Жил сразу несколькими жизнями от избытка сил, от желания все увидеть, все в себя вобрать, все пережить. У меня было (разве в юности знаешь, какое это богатство!) несколько компаний друзей и приятелей, друг с другом вовсе незнакомых.
Вспомнил сегодня себя тогдашнего: не до конца еще выветрился беспризорник, легко находил общий язык с блатными… Хаза у молоканского садика. Разговоры: «Стеша! Водка есть?» — «Будьте любезны, сходите сами, а я сегодня нездорова, потому прошу вас меня не беспокоить». Приносят поллитровки, читаю наизусть «Облако в штанах» Маяковского, слушают с детским азартом, будто не хаза, а районная читальня. Домушник по прозвищу Чахотка не дает своим девкам меня прерывать. Потом пьем водку-сараджевку из граненых стаканов, на столе — ломти хлеба и груды переспелых помидоров.

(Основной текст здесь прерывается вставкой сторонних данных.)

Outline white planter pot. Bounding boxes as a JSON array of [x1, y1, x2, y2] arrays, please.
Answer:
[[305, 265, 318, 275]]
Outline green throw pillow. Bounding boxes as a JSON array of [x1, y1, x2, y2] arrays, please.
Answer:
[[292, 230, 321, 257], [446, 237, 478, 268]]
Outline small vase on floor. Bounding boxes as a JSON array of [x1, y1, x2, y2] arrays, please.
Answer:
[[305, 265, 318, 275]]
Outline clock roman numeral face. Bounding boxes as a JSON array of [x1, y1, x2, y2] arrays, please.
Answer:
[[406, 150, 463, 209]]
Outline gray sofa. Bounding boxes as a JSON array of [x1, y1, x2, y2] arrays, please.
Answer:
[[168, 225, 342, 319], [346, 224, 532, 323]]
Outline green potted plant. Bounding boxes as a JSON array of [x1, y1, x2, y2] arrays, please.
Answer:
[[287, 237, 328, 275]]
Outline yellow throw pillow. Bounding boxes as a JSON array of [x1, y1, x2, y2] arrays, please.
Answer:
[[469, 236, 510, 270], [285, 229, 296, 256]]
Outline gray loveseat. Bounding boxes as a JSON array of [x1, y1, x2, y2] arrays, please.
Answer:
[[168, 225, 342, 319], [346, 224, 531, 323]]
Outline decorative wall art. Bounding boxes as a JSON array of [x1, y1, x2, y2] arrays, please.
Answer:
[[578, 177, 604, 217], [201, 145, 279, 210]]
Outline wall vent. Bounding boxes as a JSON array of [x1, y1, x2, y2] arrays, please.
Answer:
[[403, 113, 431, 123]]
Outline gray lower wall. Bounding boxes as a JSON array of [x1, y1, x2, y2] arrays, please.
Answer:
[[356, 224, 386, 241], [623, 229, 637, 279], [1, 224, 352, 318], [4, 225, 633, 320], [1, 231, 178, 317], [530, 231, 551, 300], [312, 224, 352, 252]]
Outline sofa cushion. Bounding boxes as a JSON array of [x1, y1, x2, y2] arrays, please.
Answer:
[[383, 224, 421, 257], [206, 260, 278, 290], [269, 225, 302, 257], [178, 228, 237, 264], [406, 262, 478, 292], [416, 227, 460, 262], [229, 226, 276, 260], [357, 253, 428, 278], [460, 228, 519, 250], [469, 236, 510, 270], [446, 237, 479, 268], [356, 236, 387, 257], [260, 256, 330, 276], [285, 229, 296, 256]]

Все сверх меры! Все через край! В юности жаждешь сильных впечатлений. Выпивка — так с бандитами! Ветер — так норд! Море — так шторм! Закат — так вполнеба! Земля? Дыбом!! «Иду по Арбату и выкрикиваю. Грандиозно! Невероятно! Громадно! Курьезно! Бесплатно! Мама! Не любят меня! Гонят! Поцелуев не дарят! Больно! Прикусила земля лапу. Спросила насмешливо: мама? Где мама? Заорал я в ответ с силой. Мама? Там она — мама! На губах у милой!» Лирика тех лет.
И коли уже речь зашла о стихах, самым интересным с весны двадцать шестого года стал для меня дом (верней, каморка) Саши Бугославского, местного адепта самовитого слова. Хлебников делил людей на приобретателей и изобретателей: будущее только у вторых! Эга мысль тогда завладела мной. Приобретателей (подразумевалось, нэпманов и мещан), естественно, презирал, изобретателей боготворил.
Память о Хлебникове в те годы в Баку еще жила. Впервые услышал там рассказ очевидца, ставший потом достоянием историков литературы о том, как Хлебников отстал от своей воинской части в Иране и, оказавшись среди темного, враждебного населения, спасся. Несмотря на разноязычье, крестьяне-иранцы учуяли, угадали в нем поэта-дервиша, прозвали Гуль-муллой, Священником цветов, и отпустили. Лишь одну краску добавлю (слышал тогда же, но нигде не читал про это): будто стоял Хлебников со связанными руками перед фанатиком-головорезом, стоял, ждал смерти и вдруг запел, обращаясь к журавлям. Один журавль отстал и закружился над ним. Все удивились и сказали — это святой. За Хлебниковым волочились легенды.